I don't think this debate can be answered by moving close to the polar extremes and declaring it's mainly a structural or cyclical problem. For me, it seems obvious that part of the problem is structural. The real question is how large the structural component is and what can be done about it. But no matter how large it is -- take a very liberal estimate of the size -- I don't think there's any way to deny that there is a substantial cyclical component on top of it that demands government action. It's true that the size of the government action to offset the the cyclical downturn should be connected to the size of the cyclical unemployment problem, but the problem is big enough that politicians won't come anywhere near to overdoing it. The most optimistic view of what Congress might do would still leave them short of what is needed. We don't know the exact structural-cyclical breakdown, but the cyclical problem is certainly larger than any imaginable Congressional response. So the excuse for inaction based upon the "it's all structural" claim isn't persuasive.

What about the structural problem, does government have any role to play, or does it have to rely upon the private sector to solve this problem by itself? Several points on this. First, even if the problem is mostly structural, the government can still provide people with jobs to bridge the gap until the structural changes are complete. To me, this is better than simply extending unemployment compensation since it allows individuals to contribute something (e.g. work on a project the local community needs). And by giving people jobs, or at least government aid through unemployment compensation, we increase aggregate demand and the that helps firms to do better and speeds the transition.
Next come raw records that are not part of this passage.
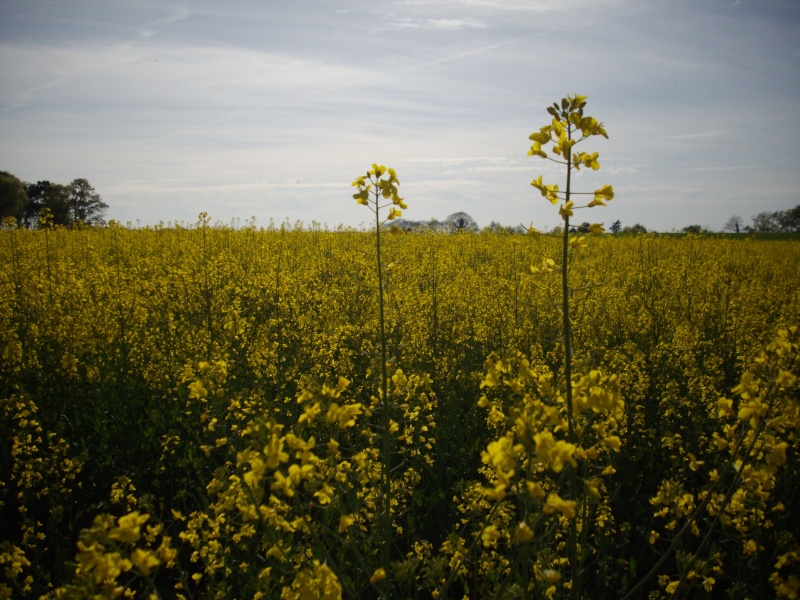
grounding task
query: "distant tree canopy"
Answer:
[0,171,28,222]
[722,215,744,233]
[745,205,800,233]
[444,212,479,233]
[0,171,108,227]
[681,225,706,235]
[622,223,647,233]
Second, government can ease the structural problem by making it easier for businesses and individuals to relocate. People are understandably reluctant to leave the place they have lived for years and years, but government incentives to relocate (tax breaks, subsidies, etc.), can help. So can efforts to provide individuals in communities suffering from high unemployment with information about where job prospects are better, as can retraining programs (though these aren't always as effective as hoped). In a deep, widespread recession places that need workers may be hard to find, but not always and knowing where there are better opportunities for employment can be helpful. Businesses can also be induced to relocate through tax and other incentives, though the tax competition that accomplishes this may strip local governments of needed tax revenue, so I'd prefer these programs originate at the federal level. And there can also be government encouragements to speed the investments that are needed to complete the transition.

But the main things I want to emphasize are that no matter how large the structural problem is, cyclical unemployment is also a big problem, so the claim that government is powerless because it's all structural doesn't hold.  And the claim that the existence of a structural problem means there's nothing the government can do is also incorrect. If nothing else, the government can help workers during the transition. In addition, though the opportunities here are more limited, there are also things the government can do to make the transition happen sooner rather than later.